Dans le cadre du Groupe de travail Sécurité Commune en Europe, Monsieur Christophe Wasinski a répondu à notre invitation pour partager son analyse et sa vision sur les questions suivantes : Quelles alternatives allons-nous proposer contre l’OTAN ? Quelle nouvelle architecture pour la sécurité en Europe? En effet, et alors que la CNAPD s’apprête à publier une brochure sur l’OTAN dans les prochaines semaines, nous devrions saisir ce moment pour pousser plus loin nos réflexions sur l’architecture de sécurité en Europe. Comment penser cette nouvelle architecture, comment analyser le nouveau rôle de l’Union européenne en matière de sécurité et de défense et comment intégrer cette dimension dans nos réflexions ? Voici la synthèse de son intervention. Christophe Wasinski est Maître de conférence à l’ULB, notamment dans le domaine de la guerre et sur la légitimation technique de la violence militaire par la pensée stratégique et les doctrines militaires.  
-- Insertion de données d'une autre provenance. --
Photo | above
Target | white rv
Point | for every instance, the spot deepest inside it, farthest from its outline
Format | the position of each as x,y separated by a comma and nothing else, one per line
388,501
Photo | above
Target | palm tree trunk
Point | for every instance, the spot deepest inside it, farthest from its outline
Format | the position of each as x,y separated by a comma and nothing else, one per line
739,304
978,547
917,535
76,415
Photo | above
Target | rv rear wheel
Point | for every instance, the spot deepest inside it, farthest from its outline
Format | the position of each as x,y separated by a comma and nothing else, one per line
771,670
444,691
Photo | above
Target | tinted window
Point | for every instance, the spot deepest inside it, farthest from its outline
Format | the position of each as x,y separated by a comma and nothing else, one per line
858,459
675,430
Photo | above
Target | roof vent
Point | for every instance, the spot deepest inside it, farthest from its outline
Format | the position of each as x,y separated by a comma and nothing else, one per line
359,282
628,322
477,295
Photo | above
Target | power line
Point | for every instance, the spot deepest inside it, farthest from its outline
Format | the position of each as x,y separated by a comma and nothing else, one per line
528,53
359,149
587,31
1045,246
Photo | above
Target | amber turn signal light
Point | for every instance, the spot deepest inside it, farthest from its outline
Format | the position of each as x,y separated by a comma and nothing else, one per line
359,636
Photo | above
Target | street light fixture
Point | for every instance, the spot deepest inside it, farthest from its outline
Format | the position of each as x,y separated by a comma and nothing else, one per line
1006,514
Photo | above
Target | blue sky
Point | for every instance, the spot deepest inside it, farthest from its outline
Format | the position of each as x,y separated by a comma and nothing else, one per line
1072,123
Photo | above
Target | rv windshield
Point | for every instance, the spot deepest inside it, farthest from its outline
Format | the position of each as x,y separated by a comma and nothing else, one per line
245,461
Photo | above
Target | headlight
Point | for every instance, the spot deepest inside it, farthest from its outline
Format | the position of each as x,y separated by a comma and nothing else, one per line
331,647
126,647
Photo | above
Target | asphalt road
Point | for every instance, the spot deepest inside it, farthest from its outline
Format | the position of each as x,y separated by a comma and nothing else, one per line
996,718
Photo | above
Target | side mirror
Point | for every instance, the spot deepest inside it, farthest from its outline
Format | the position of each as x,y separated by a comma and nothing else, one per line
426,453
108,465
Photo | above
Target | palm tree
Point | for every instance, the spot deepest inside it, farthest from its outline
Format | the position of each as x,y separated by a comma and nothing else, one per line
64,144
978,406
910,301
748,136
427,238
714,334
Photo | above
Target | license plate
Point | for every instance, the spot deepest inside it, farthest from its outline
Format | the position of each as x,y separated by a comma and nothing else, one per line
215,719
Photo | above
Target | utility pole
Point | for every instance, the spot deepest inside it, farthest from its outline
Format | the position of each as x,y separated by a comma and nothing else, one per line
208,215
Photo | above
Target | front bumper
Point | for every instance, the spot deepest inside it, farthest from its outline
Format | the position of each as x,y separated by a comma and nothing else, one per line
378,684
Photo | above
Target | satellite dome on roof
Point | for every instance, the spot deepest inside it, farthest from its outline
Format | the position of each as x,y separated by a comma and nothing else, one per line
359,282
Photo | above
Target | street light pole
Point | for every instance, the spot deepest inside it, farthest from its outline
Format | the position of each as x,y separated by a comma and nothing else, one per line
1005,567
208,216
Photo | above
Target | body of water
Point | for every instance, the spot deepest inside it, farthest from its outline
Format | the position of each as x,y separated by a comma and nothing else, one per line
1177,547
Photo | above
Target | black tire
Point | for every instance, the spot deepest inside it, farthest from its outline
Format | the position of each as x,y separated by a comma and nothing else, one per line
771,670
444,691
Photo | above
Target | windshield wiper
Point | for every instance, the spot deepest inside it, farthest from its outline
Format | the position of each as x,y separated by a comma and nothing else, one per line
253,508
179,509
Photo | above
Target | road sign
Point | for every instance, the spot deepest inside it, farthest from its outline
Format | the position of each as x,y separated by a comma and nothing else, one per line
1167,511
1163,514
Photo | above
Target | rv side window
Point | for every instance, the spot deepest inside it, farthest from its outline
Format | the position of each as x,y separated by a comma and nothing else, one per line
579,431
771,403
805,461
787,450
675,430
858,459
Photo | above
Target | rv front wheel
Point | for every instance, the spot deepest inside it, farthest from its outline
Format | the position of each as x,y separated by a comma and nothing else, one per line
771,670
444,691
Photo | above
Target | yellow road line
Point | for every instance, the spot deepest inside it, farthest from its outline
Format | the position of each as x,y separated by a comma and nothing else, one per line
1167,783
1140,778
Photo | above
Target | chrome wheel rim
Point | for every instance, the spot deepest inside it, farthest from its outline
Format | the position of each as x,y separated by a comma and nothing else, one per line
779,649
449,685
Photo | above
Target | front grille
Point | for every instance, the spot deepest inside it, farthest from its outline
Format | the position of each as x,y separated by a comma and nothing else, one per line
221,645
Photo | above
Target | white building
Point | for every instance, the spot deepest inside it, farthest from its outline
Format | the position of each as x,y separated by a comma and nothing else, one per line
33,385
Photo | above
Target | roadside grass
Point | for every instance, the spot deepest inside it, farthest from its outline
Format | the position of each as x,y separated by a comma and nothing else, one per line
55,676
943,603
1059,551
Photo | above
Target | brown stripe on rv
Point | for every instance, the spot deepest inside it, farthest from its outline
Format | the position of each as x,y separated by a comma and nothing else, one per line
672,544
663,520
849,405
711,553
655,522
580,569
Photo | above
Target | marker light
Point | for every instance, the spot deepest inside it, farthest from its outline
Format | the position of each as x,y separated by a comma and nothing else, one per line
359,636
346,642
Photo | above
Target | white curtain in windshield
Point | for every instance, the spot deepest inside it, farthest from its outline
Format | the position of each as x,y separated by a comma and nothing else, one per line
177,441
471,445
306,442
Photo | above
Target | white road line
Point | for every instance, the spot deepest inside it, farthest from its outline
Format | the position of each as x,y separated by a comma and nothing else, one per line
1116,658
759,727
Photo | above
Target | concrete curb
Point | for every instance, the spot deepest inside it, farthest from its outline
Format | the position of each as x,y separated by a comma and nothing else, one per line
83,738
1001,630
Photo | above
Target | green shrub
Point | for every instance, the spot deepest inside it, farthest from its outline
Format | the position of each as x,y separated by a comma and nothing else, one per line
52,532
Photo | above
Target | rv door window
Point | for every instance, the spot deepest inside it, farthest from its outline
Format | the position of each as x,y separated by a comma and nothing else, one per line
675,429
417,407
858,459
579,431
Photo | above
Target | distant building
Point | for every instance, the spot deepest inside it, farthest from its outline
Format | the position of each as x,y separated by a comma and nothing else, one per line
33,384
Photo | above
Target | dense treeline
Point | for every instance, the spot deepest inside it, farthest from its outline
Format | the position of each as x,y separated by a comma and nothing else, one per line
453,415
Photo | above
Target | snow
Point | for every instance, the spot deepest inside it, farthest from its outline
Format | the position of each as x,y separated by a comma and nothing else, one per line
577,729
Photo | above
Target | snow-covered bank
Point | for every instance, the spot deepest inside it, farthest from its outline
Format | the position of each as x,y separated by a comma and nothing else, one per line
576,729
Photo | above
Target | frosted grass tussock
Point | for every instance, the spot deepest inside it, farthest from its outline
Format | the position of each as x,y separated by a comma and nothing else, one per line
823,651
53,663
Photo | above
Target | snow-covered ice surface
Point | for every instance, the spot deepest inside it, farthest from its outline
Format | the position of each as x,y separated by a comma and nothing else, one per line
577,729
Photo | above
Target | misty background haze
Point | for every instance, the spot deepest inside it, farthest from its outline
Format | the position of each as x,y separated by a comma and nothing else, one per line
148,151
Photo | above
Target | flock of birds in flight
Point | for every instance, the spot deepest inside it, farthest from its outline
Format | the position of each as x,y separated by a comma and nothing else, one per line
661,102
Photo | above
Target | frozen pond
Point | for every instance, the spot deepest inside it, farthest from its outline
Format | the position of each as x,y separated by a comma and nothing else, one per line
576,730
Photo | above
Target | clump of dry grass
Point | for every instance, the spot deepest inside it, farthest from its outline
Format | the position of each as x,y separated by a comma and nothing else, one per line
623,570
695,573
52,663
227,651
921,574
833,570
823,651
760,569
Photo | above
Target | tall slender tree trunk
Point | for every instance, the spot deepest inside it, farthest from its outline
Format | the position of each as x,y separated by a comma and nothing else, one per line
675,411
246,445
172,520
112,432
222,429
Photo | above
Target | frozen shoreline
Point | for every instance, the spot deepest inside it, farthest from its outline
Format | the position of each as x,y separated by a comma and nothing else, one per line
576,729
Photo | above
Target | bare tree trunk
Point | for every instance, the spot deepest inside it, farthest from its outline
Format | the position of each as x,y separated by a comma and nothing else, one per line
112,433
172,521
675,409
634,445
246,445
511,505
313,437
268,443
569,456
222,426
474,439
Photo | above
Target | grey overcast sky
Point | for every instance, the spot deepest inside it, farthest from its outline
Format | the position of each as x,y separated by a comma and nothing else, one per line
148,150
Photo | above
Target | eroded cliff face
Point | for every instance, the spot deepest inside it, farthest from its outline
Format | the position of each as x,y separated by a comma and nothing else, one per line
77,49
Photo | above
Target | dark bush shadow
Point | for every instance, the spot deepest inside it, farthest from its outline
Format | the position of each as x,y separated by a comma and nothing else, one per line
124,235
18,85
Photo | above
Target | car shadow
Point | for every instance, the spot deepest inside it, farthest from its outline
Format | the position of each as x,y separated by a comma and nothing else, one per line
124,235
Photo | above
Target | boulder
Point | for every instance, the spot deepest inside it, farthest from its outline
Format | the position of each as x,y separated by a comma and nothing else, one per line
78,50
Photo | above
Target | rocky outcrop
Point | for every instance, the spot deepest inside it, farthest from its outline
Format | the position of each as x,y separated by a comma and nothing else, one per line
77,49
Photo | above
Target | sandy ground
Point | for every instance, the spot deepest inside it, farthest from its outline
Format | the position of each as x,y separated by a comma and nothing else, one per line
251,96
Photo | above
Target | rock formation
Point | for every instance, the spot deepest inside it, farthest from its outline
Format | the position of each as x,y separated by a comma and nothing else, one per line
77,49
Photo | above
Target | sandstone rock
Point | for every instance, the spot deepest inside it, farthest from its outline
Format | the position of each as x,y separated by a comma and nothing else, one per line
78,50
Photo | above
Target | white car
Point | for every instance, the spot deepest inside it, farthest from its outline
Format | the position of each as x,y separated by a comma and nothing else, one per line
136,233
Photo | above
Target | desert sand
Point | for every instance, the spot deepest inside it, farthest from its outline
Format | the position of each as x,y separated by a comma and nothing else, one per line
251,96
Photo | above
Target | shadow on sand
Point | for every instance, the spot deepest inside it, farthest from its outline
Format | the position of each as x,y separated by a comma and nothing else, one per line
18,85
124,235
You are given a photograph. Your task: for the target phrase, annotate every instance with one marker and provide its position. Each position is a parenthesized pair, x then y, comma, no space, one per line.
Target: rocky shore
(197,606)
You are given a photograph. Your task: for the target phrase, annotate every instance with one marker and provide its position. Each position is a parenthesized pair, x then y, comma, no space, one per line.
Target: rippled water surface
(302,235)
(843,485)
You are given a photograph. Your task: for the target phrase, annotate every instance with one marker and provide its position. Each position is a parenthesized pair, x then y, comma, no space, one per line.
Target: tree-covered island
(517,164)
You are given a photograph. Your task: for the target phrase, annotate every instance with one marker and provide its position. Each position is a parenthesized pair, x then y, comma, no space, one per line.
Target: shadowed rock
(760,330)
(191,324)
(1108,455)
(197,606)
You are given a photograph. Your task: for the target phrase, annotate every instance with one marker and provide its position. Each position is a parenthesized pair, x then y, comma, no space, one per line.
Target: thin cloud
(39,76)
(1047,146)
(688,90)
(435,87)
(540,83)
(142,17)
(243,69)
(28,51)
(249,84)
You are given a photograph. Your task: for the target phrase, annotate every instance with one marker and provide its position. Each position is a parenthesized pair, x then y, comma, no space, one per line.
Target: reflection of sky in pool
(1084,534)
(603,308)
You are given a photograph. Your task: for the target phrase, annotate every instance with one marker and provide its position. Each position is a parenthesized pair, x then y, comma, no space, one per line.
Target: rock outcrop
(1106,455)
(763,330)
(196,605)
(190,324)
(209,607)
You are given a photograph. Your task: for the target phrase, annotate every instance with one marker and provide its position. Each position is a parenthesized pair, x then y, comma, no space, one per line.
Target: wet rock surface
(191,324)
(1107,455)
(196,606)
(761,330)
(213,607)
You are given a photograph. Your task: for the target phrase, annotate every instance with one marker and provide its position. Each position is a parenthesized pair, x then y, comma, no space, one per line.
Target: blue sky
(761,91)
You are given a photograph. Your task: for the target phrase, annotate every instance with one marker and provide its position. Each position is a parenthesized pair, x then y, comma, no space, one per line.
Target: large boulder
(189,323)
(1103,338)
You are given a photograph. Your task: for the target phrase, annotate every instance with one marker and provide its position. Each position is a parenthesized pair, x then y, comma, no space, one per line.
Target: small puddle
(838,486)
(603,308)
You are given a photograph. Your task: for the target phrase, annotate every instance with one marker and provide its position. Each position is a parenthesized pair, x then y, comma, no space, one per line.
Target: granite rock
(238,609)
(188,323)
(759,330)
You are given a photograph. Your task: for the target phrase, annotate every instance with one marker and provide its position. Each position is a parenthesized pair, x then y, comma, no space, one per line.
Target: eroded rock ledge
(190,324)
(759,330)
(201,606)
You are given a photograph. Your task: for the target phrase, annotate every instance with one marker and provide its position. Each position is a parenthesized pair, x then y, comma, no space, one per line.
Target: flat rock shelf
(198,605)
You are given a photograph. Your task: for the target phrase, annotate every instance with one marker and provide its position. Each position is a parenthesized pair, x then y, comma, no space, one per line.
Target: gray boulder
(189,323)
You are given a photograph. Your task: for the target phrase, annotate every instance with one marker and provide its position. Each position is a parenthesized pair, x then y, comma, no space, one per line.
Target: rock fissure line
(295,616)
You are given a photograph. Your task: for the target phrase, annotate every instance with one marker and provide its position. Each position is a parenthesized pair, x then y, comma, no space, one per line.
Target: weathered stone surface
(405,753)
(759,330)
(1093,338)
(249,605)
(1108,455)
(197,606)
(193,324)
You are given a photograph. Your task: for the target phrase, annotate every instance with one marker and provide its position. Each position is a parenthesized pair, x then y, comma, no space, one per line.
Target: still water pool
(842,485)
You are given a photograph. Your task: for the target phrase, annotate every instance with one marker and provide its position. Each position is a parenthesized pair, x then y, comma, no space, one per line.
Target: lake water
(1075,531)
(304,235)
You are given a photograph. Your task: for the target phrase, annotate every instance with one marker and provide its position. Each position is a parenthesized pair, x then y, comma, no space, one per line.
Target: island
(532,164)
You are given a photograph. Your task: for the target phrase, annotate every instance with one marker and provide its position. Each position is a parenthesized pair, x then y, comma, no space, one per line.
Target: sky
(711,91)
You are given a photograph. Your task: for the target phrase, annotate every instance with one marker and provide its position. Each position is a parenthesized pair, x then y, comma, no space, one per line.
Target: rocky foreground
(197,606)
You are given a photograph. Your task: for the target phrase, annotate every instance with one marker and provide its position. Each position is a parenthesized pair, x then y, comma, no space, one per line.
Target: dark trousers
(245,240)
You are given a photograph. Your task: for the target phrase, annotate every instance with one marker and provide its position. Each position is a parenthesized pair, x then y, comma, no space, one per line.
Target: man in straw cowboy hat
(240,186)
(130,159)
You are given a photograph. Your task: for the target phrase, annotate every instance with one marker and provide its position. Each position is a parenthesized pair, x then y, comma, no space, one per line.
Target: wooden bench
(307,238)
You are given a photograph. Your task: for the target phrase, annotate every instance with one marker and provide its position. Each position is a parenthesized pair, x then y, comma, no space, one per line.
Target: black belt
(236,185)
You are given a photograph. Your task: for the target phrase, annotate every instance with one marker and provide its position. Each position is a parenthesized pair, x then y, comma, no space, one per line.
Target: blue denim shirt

Guerre en Ukraine : pour une politique de sécurité responsable

Ce 24 février, la Russie a lancé une brutale offensive contre l’Ukraine. L’attaque ne constituait pas une réponse à une menace imminente de la part des forces armées ukrainiennes ou de celles de l’OTAN. Elle est illicite sur le plan du droit international et doit être condamnée avec fermeté. L’objectif de « dénazification » de l’Ukraine mis en avant dans le discours de Vladimir Poutine relève de la propagande et ne elle ne peut donc pas davantage justifier les actions militaires russes. Ces importantes remarques posées, il convient de s’interroger sur le contexte qui a rendu cette guerre possible ainsi que, dans une situation encore incertaine quant à l’issue de ce conflit, sur certaines des réponses apportées par les Etats-Unis et les Etats européens à cette crise. A cette fin, ce texte, abordera les questions relatives à l’architecture de sécurité européenne, aux livraisons d’armes à l’Ukraine et au projet de remilitarisation de l’Europe.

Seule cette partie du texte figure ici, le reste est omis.